Suppose that heart rates $X$ in BPM are distributed $Norm(\mu_X = 75, \sigma_X = 4).$ The upper histogram below shows $n = 500$ heart rates simulated according to that distribution The curve is the density curve of $Norm(75, 4).$
The solid vertical blue lines are at $\mu - \sigma, \mu,$ and $\mu + \sigma.$
The dotted vertical red lines are at $\bar X - S_X, \bar X,$ and $\bar X + S_X,$
computed from my fake data. The sample values match the corresponding population values fairly well.
The lower histogram shows transformed values $Y = 60/X$ (seconds between beats).
Notice that this histogram is markedly skewed to the right.

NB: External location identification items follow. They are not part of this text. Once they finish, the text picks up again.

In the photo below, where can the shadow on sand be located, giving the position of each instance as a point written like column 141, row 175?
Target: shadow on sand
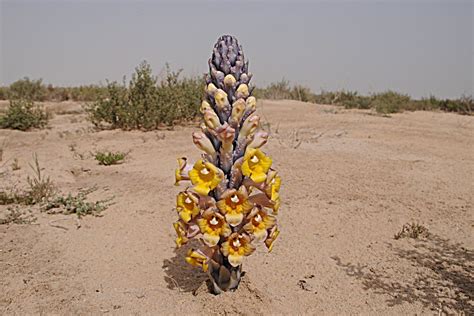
column 446, row 285
column 180, row 275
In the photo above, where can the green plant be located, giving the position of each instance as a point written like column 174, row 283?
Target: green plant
column 463, row 105
column 15, row 216
column 390, row 102
column 77, row 204
column 147, row 103
column 3, row 93
column 15, row 165
column 234, row 200
column 28, row 89
column 412, row 230
column 40, row 188
column 110, row 158
column 110, row 110
column 24, row 115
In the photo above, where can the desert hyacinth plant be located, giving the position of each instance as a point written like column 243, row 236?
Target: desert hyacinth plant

This means that the
standard deviation may not be a good measure of dispersion for my $Y$s.
The solid vertical brown lines are derived from the transformed values
$\bar Y - S_Y, \bar Y,$ and $\bar Y + S_Y.$ The dotted red lines are transforms
of the dotted red lines in the top histogram: $60/(\bar X + S_X), 60/\bar X,$
and $60/(\bar X - S_X).$
In theory, there is no reason that the red and brown lines should match.
In particular, $\bar Y$ is not the same thing as $60/\bar X,$ nor is
$S_Y$ the same thing as $60/S_X.$ That is because the transformation from $X$
to $Y$ is not a linear transformation. In spite of that, at the scale of my fake
data, these values match pretty well. I believe that explains your (ill-advised) workaround.
I see that another answer has appeared as I was messing around with graphs.
It includes comments similar to ones that I was about to make: I totally
agree (+1) with @SteveKass that you need to decide for which type of data (BPM
or intervals between) the standard deviation is "important ... for judging
heart rate variability." Whichever it is, you could compute your SDs directly
for that type of data. And you should check what standard medical usage
is in making your choice. I think it is very unlikely that SDs are appropriate for both the original and the reciprocal scale, but I wouldn't care to
speculate for which scale SDs would be appropriate. (My modeling of BPMs
as normal was a convenient choice for an illustration, not necessarily
There is no guarantee that either 'BPM' or 'Time between beats' is normally
distributed, or that getting 'approximately right' SDs by a fundamentally
flawed method won't turn to disaster at some point.